Mummified bodies aren’t a phenomenon confined to the tombs of ancient Egypt. Venture northwest of there, and you’ll be in the part of modern-day England where bog bodies — preserved corpses that have been immersed in the natural landscape for thousands of years — are sometimes found.
Turns out if you venture thousands of miles west from there, you’ll find even older mummified bodies. These ones just aren’t human. As The Guardian reports, a miner encountered the mummified body of a young woolly mammoth in the gold fields of the Klondike. Well, “young” might be a manner of perspective. Though the mammoth’s body is small, indicating that it was young at the time of its death, it’s believed to have been there for at least 35,000 years.
Yukon’s official paeleontologist, Grant Zazula, stressed the importance of the discovery, terming it the “most important discovery in palaeontology in North America.”
“She has a trunk.

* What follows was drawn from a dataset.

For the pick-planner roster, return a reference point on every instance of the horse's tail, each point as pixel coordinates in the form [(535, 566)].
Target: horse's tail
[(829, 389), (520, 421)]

She has a tail. She has tiny little ears,” Zazula said in an interview with the Canadian Broadcasting Corporation. “She has the little prehensile end of the trunk where she could use it to grab grass.”
According to The Guardian‘s article, scientists estimate that the mammoth was just over a month old at the time of her death. This find is the second of its kind; the first intact baby mammoth found preserved was discovered in Russia in 2007.